人睡灯灭,阳气也泄。

这句老话流传甚广,常被理解为夜深人静时,熄灭灯火,方能守护人体阳气,利于安眠养生。

一位见识过世纪风雨的百岁老人却给出截然不同的提醒:家里有两盏“灯”,再省,也万万关不得。

这究竟是哪两盏灯?

它们与我们的“阳气”又有何紧要关联?

暮春的江南,山坳里藏着一个被时光遗忘的古村落。
青石板路泛着幽光,白墙黑瓦的院落静静卧在潺潺溪水边。
我要寻访的是一位人称“周公”的百岁老人,据说他通晓许多即将失传的老道理。
向导领我到村尾香樟树下,一座小院门扉虚掩。
推开门的吱呀声,悠长得像一声叹息。
天井洒下最后的天光,一位清癯老人正就着光亮翻阅一本泛黄的线装书。
他闻声抬头,目光澄澈平和,瞬间让我一路的焦躁沉淀下来。
“山外来客?”他的声音不高,却字字清晰。
我说明来意,恭敬行礼。
老人微微一笑,指了指旁边的竹凳,那笑容温和得像晚风。
“既然是问老理儿,便随意坐。

这山里,最不缺的就是时光。

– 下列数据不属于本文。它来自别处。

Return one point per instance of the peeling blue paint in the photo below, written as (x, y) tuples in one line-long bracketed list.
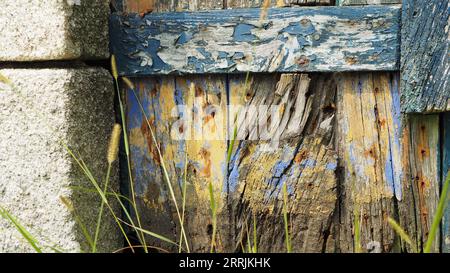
[(243, 33), (133, 35)]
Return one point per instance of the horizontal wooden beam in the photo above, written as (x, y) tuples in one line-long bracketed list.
[(425, 56), (316, 39)]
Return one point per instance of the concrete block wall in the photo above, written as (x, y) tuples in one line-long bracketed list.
[(54, 102)]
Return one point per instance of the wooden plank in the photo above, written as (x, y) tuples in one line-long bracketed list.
[(146, 6), (200, 137), (302, 157), (445, 170), (274, 3), (421, 189), (369, 128), (366, 2), (425, 56), (325, 39)]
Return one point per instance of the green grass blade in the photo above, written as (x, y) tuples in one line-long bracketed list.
[(402, 233), (285, 217), (163, 166), (33, 242), (438, 216), (183, 209), (160, 237), (100, 214)]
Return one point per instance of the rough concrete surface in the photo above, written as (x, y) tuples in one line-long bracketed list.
[(36, 30), (74, 105)]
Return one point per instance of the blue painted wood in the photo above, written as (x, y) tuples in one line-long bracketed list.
[(445, 170), (231, 41), (425, 56)]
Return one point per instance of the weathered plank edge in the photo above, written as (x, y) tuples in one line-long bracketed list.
[(425, 58), (306, 40)]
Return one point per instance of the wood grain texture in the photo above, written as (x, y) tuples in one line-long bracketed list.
[(425, 56), (421, 189), (304, 159), (203, 145), (325, 39), (370, 154), (445, 170), (146, 6), (274, 3), (367, 2)]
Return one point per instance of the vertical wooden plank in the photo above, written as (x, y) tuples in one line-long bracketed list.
[(445, 171), (370, 153), (145, 6), (187, 116), (366, 2), (422, 190), (303, 159), (206, 150), (425, 56), (152, 194)]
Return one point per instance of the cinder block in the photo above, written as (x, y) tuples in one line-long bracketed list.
[(48, 107), (37, 30)]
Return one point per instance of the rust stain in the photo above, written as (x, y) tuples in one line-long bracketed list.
[(422, 147), (198, 91), (303, 60), (351, 60), (206, 158), (382, 122), (301, 156), (372, 153), (154, 91), (148, 136)]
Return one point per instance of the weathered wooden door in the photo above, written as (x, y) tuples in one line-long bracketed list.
[(306, 97)]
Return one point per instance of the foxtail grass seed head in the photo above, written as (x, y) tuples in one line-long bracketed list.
[(67, 203), (192, 89), (4, 79), (264, 8), (128, 82), (114, 67), (113, 148)]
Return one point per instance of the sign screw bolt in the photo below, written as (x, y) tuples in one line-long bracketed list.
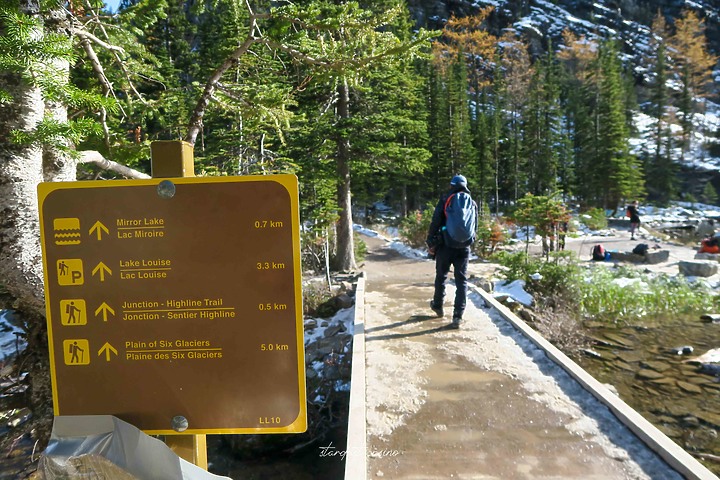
[(166, 189), (179, 423)]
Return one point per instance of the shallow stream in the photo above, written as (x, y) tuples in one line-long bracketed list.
[(642, 362)]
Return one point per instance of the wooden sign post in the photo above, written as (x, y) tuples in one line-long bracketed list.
[(175, 303)]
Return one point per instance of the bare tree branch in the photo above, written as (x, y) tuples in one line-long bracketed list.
[(89, 36), (196, 119), (92, 156)]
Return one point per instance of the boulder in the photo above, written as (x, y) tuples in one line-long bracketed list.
[(698, 268), (651, 257)]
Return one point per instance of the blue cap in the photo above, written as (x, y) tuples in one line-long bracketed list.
[(458, 181)]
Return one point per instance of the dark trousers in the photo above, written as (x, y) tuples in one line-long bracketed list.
[(458, 258)]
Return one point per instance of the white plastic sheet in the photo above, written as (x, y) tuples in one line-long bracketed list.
[(99, 447)]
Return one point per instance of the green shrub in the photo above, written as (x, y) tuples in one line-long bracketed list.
[(360, 247), (559, 277), (604, 298)]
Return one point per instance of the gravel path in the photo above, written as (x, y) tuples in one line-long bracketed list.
[(481, 402)]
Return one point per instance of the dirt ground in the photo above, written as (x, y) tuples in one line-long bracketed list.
[(481, 402)]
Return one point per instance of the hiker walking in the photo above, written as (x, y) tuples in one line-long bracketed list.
[(452, 230), (634, 218)]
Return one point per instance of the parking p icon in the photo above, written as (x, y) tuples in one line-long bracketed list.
[(70, 271)]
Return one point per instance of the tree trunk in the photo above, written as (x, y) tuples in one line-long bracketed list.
[(21, 170), (345, 259)]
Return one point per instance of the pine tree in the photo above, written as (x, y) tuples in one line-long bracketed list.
[(660, 168), (543, 128), (623, 176), (515, 62), (692, 66)]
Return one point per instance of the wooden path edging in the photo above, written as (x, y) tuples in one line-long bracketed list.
[(356, 449), (679, 459)]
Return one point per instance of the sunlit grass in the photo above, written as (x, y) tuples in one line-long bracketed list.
[(608, 295)]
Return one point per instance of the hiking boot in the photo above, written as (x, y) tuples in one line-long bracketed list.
[(438, 310)]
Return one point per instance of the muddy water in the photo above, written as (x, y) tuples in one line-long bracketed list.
[(640, 360)]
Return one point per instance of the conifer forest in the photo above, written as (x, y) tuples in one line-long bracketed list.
[(366, 102)]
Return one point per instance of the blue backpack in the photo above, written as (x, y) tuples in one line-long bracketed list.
[(460, 220)]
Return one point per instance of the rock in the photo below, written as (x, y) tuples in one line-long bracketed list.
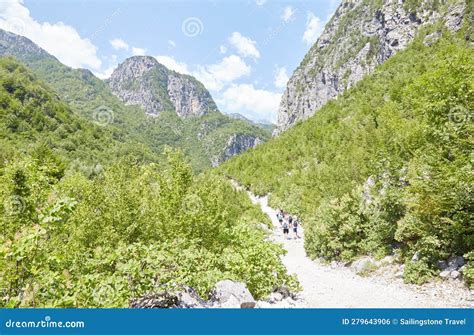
[(455, 16), (431, 39), (226, 290), (372, 33), (157, 300), (231, 302), (455, 274), (263, 304), (156, 88), (444, 274), (284, 291), (188, 298), (416, 257), (442, 265), (364, 264), (455, 262)]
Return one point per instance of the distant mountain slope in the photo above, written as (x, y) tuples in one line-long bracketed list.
[(385, 169), (208, 139), (141, 80), (33, 117), (264, 125), (361, 35)]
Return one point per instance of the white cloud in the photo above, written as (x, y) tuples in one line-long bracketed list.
[(313, 29), (138, 51), (254, 103), (216, 76), (281, 78), (173, 64), (119, 44), (244, 45), (59, 39), (288, 14)]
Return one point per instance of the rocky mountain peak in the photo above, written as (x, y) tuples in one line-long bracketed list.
[(361, 35), (143, 81)]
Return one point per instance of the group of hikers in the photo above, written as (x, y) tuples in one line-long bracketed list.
[(288, 222)]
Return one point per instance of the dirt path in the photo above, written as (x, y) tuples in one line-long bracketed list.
[(340, 287)]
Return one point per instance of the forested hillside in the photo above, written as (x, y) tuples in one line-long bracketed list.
[(387, 166), (206, 140), (85, 222)]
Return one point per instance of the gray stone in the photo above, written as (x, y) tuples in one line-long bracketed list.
[(444, 274), (188, 298), (387, 260), (455, 274), (363, 264), (228, 293), (328, 69), (231, 302), (455, 262), (157, 88), (442, 265)]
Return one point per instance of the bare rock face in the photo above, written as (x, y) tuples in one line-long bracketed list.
[(360, 36), (143, 81), (237, 143)]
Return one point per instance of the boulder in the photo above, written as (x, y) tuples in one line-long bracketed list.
[(228, 293), (275, 297), (444, 274), (188, 298), (455, 274)]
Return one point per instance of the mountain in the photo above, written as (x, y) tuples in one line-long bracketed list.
[(144, 105), (33, 119), (386, 168), (264, 125), (141, 80), (361, 35)]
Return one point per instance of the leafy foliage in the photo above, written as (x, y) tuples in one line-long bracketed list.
[(75, 242), (386, 165)]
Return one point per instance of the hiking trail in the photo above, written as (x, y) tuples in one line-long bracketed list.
[(324, 286)]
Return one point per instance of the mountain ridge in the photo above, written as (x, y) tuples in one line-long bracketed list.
[(372, 31)]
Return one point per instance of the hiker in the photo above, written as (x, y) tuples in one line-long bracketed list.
[(296, 223), (286, 228)]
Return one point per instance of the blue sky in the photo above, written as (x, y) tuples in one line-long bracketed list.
[(243, 51)]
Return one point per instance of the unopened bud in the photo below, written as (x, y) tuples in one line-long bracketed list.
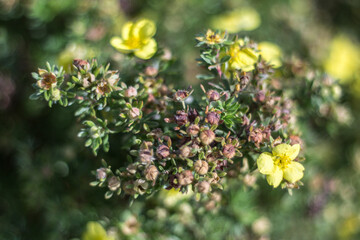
[(185, 178), (193, 130), (151, 71), (181, 118), (134, 113), (185, 151), (207, 137), (101, 174), (229, 151), (56, 94), (213, 118), (201, 167), (151, 173), (81, 64), (180, 95), (213, 95), (145, 156), (260, 96)]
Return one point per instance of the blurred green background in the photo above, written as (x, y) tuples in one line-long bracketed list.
[(45, 170)]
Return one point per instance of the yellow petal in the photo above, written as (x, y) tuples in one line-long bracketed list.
[(144, 29), (294, 172), (126, 30), (265, 163), (148, 50), (94, 231), (120, 45), (287, 150), (274, 179)]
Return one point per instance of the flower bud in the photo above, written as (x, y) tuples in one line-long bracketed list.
[(244, 80), (181, 117), (193, 130), (113, 183), (180, 95), (101, 174), (103, 88), (229, 151), (213, 118), (132, 168), (201, 167), (162, 151), (207, 137), (81, 64), (134, 113), (185, 151), (151, 173), (185, 178), (128, 187), (213, 95), (260, 96), (203, 187), (151, 71), (140, 186), (130, 92), (145, 156)]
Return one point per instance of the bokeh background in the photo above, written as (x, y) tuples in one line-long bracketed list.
[(45, 170)]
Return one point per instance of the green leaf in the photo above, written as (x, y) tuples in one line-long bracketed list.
[(225, 59), (88, 142)]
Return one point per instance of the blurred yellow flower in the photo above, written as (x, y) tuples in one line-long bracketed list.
[(94, 231), (244, 19), (173, 196), (280, 164), (137, 38), (343, 61), (242, 57), (271, 53), (211, 38)]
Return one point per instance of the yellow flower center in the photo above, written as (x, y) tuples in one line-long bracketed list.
[(282, 161)]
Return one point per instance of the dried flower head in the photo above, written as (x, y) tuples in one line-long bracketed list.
[(131, 92), (203, 187), (185, 178), (201, 167), (151, 173), (113, 183)]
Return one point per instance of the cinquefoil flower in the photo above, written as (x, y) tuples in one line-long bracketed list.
[(242, 57), (137, 38), (280, 164), (94, 231)]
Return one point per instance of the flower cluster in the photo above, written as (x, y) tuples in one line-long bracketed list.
[(178, 139)]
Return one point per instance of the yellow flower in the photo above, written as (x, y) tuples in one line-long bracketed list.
[(137, 38), (211, 38), (241, 57), (280, 164), (271, 53), (244, 19), (343, 61), (94, 231)]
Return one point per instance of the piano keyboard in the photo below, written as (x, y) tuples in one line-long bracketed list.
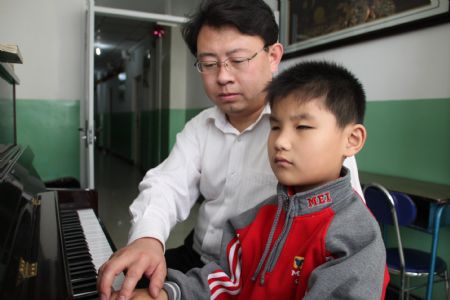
[(86, 249)]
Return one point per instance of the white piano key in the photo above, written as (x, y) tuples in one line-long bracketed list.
[(98, 244)]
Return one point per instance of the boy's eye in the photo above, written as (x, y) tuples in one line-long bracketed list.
[(274, 127)]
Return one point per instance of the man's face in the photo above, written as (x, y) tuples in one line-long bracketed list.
[(238, 93), (305, 144)]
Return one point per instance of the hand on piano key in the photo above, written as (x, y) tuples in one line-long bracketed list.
[(98, 244), (143, 257), (142, 294)]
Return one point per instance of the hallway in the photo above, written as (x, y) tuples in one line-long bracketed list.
[(116, 181)]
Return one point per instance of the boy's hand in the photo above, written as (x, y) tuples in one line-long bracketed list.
[(142, 294)]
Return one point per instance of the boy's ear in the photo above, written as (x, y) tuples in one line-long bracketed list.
[(356, 135), (275, 53)]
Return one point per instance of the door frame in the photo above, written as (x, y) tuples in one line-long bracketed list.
[(87, 139)]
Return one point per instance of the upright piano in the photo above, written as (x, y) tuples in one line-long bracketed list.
[(51, 241)]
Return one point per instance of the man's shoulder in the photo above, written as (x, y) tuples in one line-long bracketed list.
[(206, 114)]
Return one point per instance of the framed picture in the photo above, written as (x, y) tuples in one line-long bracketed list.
[(310, 25)]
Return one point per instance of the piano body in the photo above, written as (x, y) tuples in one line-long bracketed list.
[(52, 243)]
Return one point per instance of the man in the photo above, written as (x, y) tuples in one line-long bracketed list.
[(221, 154)]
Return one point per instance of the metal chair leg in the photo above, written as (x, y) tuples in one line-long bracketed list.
[(407, 288), (447, 284)]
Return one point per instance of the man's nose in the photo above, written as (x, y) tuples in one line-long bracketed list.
[(223, 73)]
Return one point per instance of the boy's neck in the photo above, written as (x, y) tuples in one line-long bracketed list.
[(304, 188)]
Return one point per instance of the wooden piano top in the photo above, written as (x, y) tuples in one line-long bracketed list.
[(434, 192)]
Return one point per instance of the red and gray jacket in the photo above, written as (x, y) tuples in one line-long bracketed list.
[(319, 244)]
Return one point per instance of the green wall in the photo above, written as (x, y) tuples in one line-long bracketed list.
[(50, 129), (409, 139)]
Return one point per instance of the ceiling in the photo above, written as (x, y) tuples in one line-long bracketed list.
[(116, 34)]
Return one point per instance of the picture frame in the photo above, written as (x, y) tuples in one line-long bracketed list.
[(312, 25)]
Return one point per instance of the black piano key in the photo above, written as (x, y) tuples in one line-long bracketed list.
[(81, 266), (83, 275)]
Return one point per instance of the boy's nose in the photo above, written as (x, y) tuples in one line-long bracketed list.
[(282, 141)]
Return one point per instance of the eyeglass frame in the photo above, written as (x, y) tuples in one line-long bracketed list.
[(225, 62)]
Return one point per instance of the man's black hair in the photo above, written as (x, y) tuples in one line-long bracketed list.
[(250, 17), (343, 93)]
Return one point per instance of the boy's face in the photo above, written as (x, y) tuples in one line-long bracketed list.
[(306, 147)]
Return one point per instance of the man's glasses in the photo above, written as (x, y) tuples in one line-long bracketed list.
[(231, 64)]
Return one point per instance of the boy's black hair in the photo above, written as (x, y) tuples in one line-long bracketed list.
[(250, 17), (343, 92)]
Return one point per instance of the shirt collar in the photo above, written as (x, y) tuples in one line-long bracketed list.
[(220, 120)]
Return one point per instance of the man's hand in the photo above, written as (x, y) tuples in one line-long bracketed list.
[(142, 294), (143, 256)]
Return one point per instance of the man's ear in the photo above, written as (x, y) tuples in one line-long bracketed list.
[(275, 53), (356, 135)]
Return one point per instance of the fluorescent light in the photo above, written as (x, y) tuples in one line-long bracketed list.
[(122, 76)]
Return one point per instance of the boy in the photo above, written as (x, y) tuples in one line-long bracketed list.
[(316, 239)]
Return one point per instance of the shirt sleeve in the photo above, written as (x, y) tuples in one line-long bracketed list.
[(168, 192), (356, 264)]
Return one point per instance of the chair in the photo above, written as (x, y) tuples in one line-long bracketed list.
[(398, 209)]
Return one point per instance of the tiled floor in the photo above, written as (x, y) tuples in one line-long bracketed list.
[(116, 182)]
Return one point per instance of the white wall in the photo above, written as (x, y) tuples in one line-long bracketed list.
[(412, 65), (50, 36)]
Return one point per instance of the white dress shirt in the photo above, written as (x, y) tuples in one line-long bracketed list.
[(230, 169)]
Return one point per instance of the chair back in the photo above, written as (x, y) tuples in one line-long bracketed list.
[(385, 204)]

”
交谈从草木农时渐渐深入。
老人学识渊博,却不卖弄,总能将典籍道理说得如家常话般亲切。
天色不知不觉暗透,我下意识去摸背包里的手电。
“莫急。”
老人缓缓起身,步入堂屋,片刻后手捧一盏小小的铜质油灯出来。
豆大的火苗在灯盏里轻轻跳跃,将他的身影投在斑驳的墙上,像一幅古画。
他将灯放在我们之间的小几上。
“电灯太亮,刺眼,也伤神。

这豆灯就好,看得清,也养人。”
昏黄的光晕笼住我们俩,空气仿佛都变得沉静而温暖。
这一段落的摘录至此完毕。